In more than two dozen high schools throughout the state, students with disabilities and students of color made up nearly half of the referrals to police for in-school behavior.
We have 2018 data analyzed by the Center for Public Integrity.
“The data shows that children of color and children with special needs are the ones being hit the most and it shouldn’t be that way,” Sen.
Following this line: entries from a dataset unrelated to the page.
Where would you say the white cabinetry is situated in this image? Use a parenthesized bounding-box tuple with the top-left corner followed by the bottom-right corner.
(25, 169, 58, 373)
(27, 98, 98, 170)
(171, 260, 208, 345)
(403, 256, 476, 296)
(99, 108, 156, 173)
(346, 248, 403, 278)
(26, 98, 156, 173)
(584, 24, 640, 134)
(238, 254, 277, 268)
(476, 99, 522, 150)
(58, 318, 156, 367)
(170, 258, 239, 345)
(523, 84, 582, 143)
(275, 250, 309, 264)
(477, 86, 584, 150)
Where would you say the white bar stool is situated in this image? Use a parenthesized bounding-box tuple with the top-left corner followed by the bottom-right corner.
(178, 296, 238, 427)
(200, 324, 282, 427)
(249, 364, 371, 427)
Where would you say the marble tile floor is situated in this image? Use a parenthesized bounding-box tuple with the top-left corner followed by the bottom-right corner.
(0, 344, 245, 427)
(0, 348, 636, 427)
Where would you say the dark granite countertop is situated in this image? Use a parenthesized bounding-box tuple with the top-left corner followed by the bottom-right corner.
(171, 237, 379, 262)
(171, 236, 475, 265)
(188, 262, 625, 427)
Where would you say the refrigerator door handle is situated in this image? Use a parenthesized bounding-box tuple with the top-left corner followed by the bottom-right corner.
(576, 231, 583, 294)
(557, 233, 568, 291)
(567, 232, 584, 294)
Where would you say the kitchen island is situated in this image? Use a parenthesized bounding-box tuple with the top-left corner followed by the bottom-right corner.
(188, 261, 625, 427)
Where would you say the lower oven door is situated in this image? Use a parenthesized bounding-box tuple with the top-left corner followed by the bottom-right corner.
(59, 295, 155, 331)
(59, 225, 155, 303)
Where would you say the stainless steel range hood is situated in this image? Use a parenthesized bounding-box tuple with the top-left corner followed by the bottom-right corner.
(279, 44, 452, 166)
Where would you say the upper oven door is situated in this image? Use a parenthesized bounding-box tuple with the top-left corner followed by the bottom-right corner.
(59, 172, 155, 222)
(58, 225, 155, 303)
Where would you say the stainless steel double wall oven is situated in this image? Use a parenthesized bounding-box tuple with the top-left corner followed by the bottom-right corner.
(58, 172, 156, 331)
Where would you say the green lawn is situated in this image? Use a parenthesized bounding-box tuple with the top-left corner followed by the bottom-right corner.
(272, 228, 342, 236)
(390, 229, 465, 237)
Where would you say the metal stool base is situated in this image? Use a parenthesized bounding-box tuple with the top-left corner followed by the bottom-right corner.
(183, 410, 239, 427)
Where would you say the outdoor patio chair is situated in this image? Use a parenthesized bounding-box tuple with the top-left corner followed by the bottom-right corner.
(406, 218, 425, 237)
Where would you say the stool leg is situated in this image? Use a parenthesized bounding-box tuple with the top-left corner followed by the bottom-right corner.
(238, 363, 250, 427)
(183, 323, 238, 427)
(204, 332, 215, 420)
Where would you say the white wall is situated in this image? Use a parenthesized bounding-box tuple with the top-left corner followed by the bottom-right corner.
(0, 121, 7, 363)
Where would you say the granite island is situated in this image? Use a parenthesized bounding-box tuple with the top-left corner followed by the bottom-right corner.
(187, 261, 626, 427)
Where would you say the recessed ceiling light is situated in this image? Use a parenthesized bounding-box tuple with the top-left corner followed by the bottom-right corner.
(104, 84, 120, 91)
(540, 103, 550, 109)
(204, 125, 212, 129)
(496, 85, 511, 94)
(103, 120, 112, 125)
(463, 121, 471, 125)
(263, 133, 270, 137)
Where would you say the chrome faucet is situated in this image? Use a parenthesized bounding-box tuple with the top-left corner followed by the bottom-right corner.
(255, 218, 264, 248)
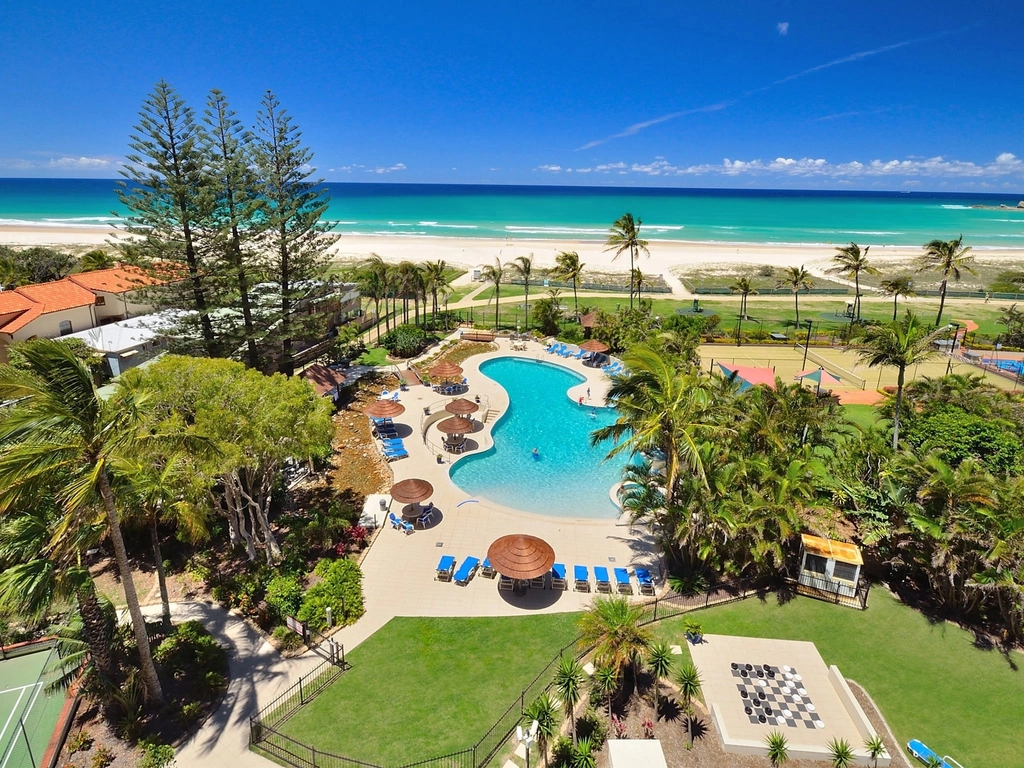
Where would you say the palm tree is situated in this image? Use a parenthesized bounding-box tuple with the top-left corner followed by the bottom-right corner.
(880, 275, 916, 321)
(481, 258, 505, 330)
(776, 265, 815, 326)
(577, 595, 651, 681)
(395, 261, 421, 325)
(511, 255, 535, 330)
(420, 260, 451, 328)
(863, 734, 887, 767)
(0, 340, 166, 701)
(605, 213, 649, 309)
(765, 730, 789, 766)
(646, 641, 673, 718)
(572, 738, 596, 768)
(553, 655, 585, 744)
(359, 254, 389, 340)
(857, 311, 942, 449)
(730, 276, 758, 319)
(590, 664, 618, 725)
(554, 251, 585, 319)
(522, 694, 559, 768)
(828, 243, 879, 322)
(631, 268, 645, 304)
(79, 249, 115, 272)
(827, 738, 855, 768)
(675, 663, 702, 746)
(919, 235, 975, 326)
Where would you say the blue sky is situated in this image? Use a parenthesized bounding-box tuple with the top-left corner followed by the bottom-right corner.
(0, 1, 1021, 190)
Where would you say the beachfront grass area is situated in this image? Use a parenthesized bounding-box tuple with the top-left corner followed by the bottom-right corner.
(843, 404, 881, 430)
(278, 614, 580, 765)
(654, 590, 1024, 768)
(355, 346, 390, 366)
Doug McCrory says.
McCrory is the co-chair of the legislature’s Education Committee.
“I’ve been in the school system and I’ve been a principal and I’m not even that surprised that a lot of them are special needs students,” McCrory says.
The Center for Public Integrity analyzed U.S. Department of Education data from all 50 states and found that school policing disproportionately affects students with disabilities and students of color.
“I’m not surprised by the data but it is glaring to see it in black and white like that,” Child Advocate Sarah Eagan says.
Eagan says the legislature hasn’t really contemplated this type of data collection.
“The data is really glaring in that it is Black and brown children with disabilities, not just kids with disabilities,” Eagan says.
In Connecticut, New Britain High School tops the list with the highest number of students referred by schools to police. It referred 81 students that year. Thirty-nine of the referrals were students with disabilities, 62 of them were Hispanic, six were white and five were Black.
South Windsor High School had the second-highest number of student referrals to police at 68. Of the 68 referrals, 33 were white students, six were Hispanic,13 were Black and 36 had disabilities.
Danbury High School had the third-highest number of student referrals to police but only about a third had disabilities and more than half were students of color.
None of the school districts returned calls for comment.
“A lot of this stuff should be handled by a school administration and honestly I feel like they abdicated their duty and just washed their hands of it," McCrory says.
What happens when a student is arrested?
“Kids as young as seven or eight years old can end up in handcuffs and that can be incredibly traumatic,” Deborah Dorfman, executive director of Disability Rights Connecticut, says.
She says it’s important to have school-based mental health services.
“Schools and school districts throughout the United States push out kids with disabilities, especially kids with disabilities who are Black and brown,” Dorfman says.